Bengali explains that when one knows one has a credit limit that has to be spent within a timeframe one is compelled to avail it. "There will be hardly anyone who will leave any of this limit unutilised," he adds.
He says it is also quite likely that certain hospitals present fake bills in connivance with cardholders without actually providing the services mentioned in the bills. "Has the government devised any mechanism to check this malpractice?" he questions.
He suggests that instead of opting for this programme, the government should focus on improving its health infrastructure, especially at the district and tehsil level. And spend more on preventive care than curative care."
Bengali says the government can save millions of people from diseases by simply providing them safe drinking water.
He also points out that though BISP is a very successful programme, there are some problems with data collection. "I personally know that in certain areas the surveys were manipulated by local elite and the influential to make locals eligible to receive cash transfers under this programme. If the non-deserving are getting Rs1,000 per month it will not be as big a loss as in case they are able to consume the limit of Rs300,000 for health cover," he concludes.
Bengali’s assertion is supported by the statement of Dr Faisal Rifaq, Technical Director of PM’s National Health Programme (PMNHP). Explaining the situation to the National Assembly Standing Committee on Planning and Development last year, he had said that this programme could not be launched in districts like Bahawalnagar in Punjab and Chaghi in Balochistan due to lack of health infrastructure despite poor health indicators in these areas.
In his response to TNS queries, Rifaq says, "PMNHP gives an option to the beneficiaries either to visit public healthcare facilities or private health care facilities on the panel. The programme, he says, does not exclude public health care facilities from empanellment and almost all autonomous health care facilities in public sector of focused districts and metropolitan cities are on panel in the programme. Provincial and federal government are working to improve the services delivery mechanism of public sector hospitals."

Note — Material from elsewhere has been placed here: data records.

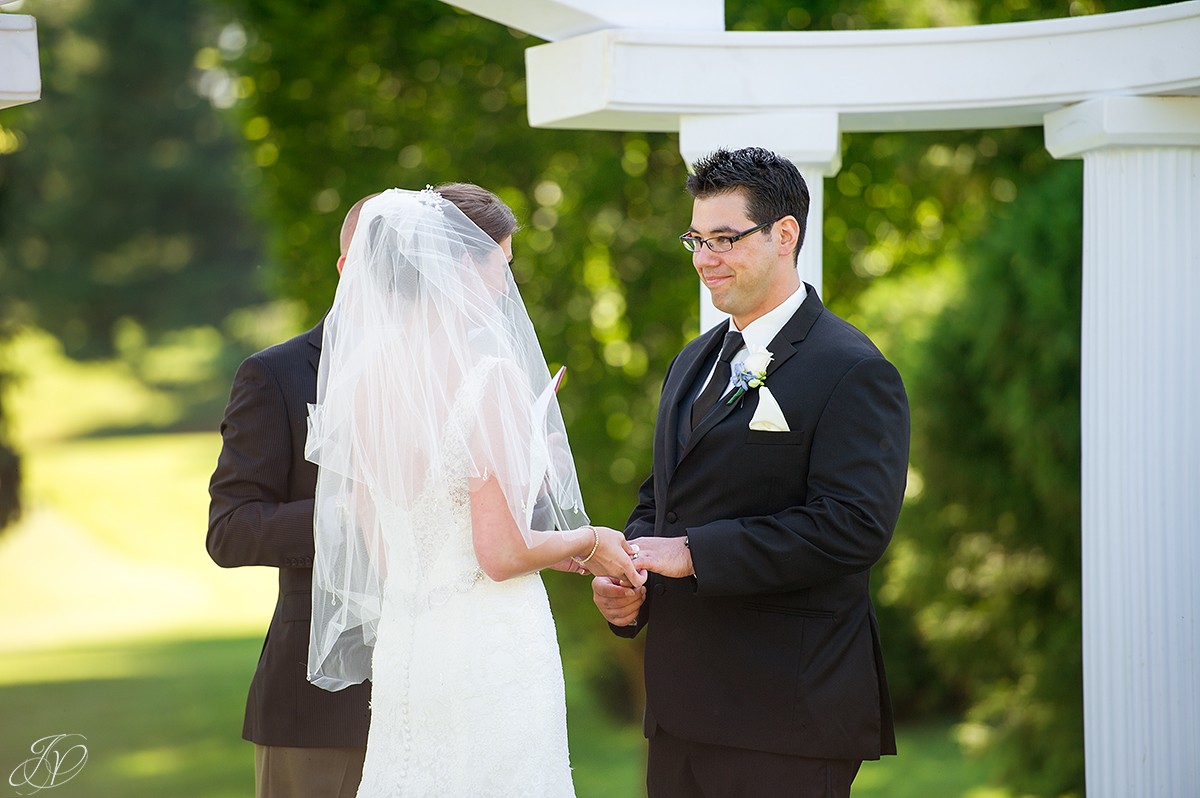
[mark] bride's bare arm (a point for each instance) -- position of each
(503, 553)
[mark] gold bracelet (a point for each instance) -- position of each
(594, 547)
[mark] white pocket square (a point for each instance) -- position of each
(767, 417)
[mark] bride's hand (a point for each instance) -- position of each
(612, 558)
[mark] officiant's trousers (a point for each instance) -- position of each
(679, 768)
(287, 772)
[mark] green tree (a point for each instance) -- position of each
(989, 561)
(121, 215)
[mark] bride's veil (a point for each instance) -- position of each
(429, 354)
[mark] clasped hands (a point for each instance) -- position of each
(619, 599)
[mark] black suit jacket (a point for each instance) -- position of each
(261, 514)
(773, 645)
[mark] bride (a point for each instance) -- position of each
(445, 484)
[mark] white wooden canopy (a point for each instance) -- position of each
(21, 81)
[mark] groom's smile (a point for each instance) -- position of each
(751, 277)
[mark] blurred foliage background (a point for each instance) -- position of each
(173, 202)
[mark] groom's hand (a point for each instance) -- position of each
(665, 556)
(617, 601)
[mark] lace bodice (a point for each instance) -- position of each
(467, 696)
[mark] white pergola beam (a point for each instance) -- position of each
(945, 78)
(557, 19)
(21, 79)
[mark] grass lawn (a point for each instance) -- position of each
(120, 629)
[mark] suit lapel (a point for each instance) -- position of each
(315, 339)
(783, 347)
(683, 377)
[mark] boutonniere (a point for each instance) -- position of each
(751, 372)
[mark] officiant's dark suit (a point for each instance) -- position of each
(261, 514)
(763, 669)
(309, 743)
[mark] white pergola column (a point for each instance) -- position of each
(1140, 419)
(809, 139)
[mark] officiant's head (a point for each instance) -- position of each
(748, 225)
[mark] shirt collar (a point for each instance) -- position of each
(760, 333)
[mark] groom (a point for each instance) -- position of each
(768, 504)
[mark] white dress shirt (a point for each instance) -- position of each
(760, 333)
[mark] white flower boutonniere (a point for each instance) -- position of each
(751, 372)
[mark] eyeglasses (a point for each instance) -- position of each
(719, 243)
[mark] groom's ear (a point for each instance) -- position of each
(789, 233)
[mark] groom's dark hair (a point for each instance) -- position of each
(481, 207)
(773, 185)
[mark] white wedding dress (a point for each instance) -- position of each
(467, 689)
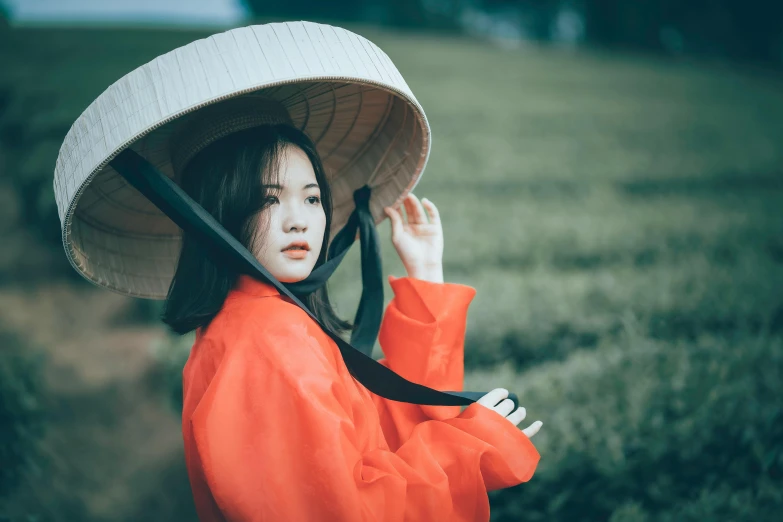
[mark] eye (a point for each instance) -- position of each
(269, 200)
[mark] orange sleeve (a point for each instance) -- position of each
(278, 441)
(422, 336)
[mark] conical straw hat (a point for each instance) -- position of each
(338, 87)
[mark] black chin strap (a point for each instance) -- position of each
(370, 312)
(377, 378)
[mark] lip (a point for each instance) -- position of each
(301, 244)
(296, 254)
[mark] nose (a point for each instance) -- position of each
(294, 219)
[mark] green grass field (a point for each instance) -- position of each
(622, 220)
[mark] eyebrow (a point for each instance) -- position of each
(280, 187)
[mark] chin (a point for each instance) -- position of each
(292, 276)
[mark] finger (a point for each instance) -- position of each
(532, 429)
(432, 210)
(505, 407)
(492, 398)
(396, 221)
(415, 210)
(518, 416)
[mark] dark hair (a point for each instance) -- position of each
(227, 178)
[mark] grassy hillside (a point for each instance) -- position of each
(621, 218)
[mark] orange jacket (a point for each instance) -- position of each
(276, 428)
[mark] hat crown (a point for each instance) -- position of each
(334, 85)
(218, 121)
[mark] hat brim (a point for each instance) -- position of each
(367, 130)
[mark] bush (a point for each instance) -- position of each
(653, 431)
(172, 354)
(21, 412)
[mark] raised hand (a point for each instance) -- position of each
(418, 241)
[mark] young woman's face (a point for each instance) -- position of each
(293, 216)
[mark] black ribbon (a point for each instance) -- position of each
(190, 216)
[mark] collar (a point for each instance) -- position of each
(249, 285)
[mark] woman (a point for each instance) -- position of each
(210, 163)
(274, 426)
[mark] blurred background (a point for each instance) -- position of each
(610, 177)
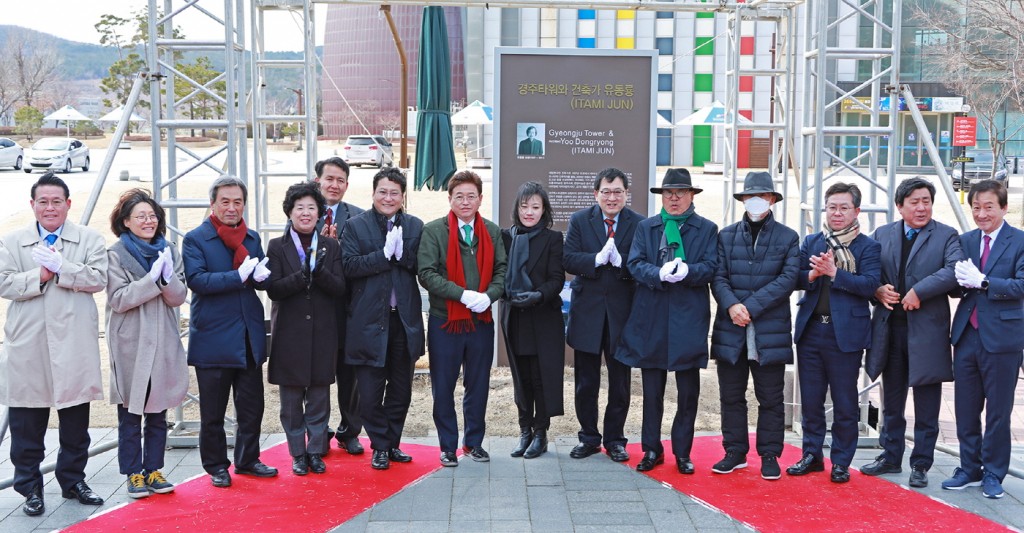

On the possibilities of overcharging, he says, "Hospitals on the panel have already submitted pre-negotiated package rates to the PMNHP and they cannot charge more than that. We have stopped many payments in which hospitals have charged more or tried to do tampering."
He explains that almost 85 per cent of family needs are being covered. "We have the support of Pakistan Bait ul Mal through which additional amount will be provided to the sick beneficiaries in emergency situation which covers almost all needs of families. There will still remain two to three per cent families who will consume even these limits for which the ministry is working with PM house to design a program specifically to cater to their needs."
Rifaq endorses the programme saying the world is moving towards an insurance based system and countries like Iran, India even Afghanistan have government-funded insurance programmes for the poor. Besides, he says, developed countries like Germany and others are leaders in this sector.